While detractors point to comments Moore made about hyperinflation in response to a Glenn Beck hypothetical and responses to activist questions about the gold standard, Moore has long advocated that the Fed should focus on maintaining a stable dollar by looking at commodity prices as a real-time, forward-looking inflation indicator.  That is an important departure from the model that led to the Fed's December rate hike blunder, but is also less radical than many assume; previous Fed governors Wayne Angell and Manley Johnson indicated that, at times, the Fed has followed that approach.

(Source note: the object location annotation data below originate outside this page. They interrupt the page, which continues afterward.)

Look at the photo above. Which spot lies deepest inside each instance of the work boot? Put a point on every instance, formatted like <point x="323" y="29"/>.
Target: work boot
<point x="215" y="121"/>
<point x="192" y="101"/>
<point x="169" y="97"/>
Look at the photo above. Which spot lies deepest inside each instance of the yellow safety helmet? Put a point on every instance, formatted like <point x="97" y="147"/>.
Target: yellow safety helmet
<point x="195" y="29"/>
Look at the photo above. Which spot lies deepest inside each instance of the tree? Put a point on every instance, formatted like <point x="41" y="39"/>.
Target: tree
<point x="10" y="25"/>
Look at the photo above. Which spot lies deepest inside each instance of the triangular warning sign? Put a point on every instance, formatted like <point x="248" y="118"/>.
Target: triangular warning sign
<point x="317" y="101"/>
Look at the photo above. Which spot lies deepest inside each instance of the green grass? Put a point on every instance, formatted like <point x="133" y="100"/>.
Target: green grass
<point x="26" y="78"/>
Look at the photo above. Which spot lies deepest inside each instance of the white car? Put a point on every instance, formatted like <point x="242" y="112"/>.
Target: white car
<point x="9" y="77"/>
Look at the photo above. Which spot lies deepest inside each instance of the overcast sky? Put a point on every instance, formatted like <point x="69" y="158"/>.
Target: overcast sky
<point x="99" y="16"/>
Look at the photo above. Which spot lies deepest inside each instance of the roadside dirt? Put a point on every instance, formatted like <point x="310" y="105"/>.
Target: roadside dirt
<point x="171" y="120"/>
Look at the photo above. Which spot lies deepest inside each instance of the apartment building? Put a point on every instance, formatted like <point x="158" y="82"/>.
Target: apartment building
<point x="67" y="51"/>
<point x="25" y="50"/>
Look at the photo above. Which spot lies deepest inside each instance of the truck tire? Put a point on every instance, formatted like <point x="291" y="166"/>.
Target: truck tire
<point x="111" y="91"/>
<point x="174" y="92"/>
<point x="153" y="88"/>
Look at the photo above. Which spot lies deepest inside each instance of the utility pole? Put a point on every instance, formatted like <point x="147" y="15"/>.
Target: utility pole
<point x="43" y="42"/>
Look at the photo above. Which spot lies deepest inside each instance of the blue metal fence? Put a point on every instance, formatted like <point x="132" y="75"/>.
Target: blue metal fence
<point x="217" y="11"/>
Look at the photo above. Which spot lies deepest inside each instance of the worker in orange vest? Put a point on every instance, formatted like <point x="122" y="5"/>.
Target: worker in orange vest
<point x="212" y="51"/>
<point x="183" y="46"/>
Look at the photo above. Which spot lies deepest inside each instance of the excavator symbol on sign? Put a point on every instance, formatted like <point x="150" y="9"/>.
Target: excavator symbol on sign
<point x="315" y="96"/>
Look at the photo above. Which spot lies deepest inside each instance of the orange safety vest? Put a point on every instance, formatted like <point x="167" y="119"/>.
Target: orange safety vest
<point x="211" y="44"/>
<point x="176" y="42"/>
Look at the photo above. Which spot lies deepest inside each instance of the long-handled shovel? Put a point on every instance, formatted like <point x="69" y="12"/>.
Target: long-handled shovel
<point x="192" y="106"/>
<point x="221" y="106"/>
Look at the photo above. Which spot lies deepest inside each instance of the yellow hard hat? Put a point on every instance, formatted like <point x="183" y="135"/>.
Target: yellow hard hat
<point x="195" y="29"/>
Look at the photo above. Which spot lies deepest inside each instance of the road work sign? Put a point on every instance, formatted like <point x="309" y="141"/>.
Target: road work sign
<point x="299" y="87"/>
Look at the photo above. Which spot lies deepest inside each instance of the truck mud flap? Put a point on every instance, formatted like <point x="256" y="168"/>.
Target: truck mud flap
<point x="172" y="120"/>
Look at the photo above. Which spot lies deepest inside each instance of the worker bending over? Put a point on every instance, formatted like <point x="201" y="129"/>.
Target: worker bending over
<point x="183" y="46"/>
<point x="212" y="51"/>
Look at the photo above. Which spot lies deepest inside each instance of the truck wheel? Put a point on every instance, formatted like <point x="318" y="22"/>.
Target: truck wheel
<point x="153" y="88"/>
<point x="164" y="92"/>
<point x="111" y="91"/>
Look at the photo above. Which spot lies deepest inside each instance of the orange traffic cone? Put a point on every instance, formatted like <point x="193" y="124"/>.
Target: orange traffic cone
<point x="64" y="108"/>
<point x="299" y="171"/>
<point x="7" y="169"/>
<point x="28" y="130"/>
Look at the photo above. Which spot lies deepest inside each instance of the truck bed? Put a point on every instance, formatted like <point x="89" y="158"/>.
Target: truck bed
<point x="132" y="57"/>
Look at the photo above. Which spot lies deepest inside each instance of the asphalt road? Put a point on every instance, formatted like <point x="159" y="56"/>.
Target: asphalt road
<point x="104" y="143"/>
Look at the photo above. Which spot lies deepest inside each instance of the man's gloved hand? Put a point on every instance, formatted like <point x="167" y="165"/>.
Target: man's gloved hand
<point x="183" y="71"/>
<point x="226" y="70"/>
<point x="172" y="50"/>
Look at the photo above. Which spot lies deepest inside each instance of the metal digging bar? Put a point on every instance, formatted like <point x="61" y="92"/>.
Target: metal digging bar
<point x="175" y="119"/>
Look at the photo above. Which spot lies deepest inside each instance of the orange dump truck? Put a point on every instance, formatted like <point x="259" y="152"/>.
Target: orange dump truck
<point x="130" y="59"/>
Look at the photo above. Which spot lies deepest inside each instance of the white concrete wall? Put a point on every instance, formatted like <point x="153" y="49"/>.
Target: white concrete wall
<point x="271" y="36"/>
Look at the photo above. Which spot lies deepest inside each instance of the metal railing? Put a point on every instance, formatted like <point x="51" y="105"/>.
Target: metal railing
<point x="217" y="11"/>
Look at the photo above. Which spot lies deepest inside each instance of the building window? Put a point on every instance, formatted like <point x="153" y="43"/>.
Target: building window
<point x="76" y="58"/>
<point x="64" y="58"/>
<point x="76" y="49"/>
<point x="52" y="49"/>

The real reason for the vehement opposition to Moore's nomination to the Fed from the economic and political establishment is the opposite of their claim that he would lack independence.  They fear that Moore would be too independent.  Too independent of their groupthink, even though it often led to major policy error.  Too independent of their dedication to secrecy, of keeping their input and models opaque and projecting an aura of mystery to the public.

As John Fund put it: “worst of all in the eyes of Beltway guild members is that Moore would be an ‘independent’ voice challenging the Fed bureaucracy. He has certainly not kowtowed to it in the past, as so many bankers have.”

Stephen Moore would bring to the Fed decades of original economic thinking and an impressive track record of getting it right when so many others got it wrong.  That's why he's the most qualified person for the job.  And the most independent, too.

Phil Kerpen is the President of American Commitment and a leading free-market policy analyst and advocate in Washington, D.C.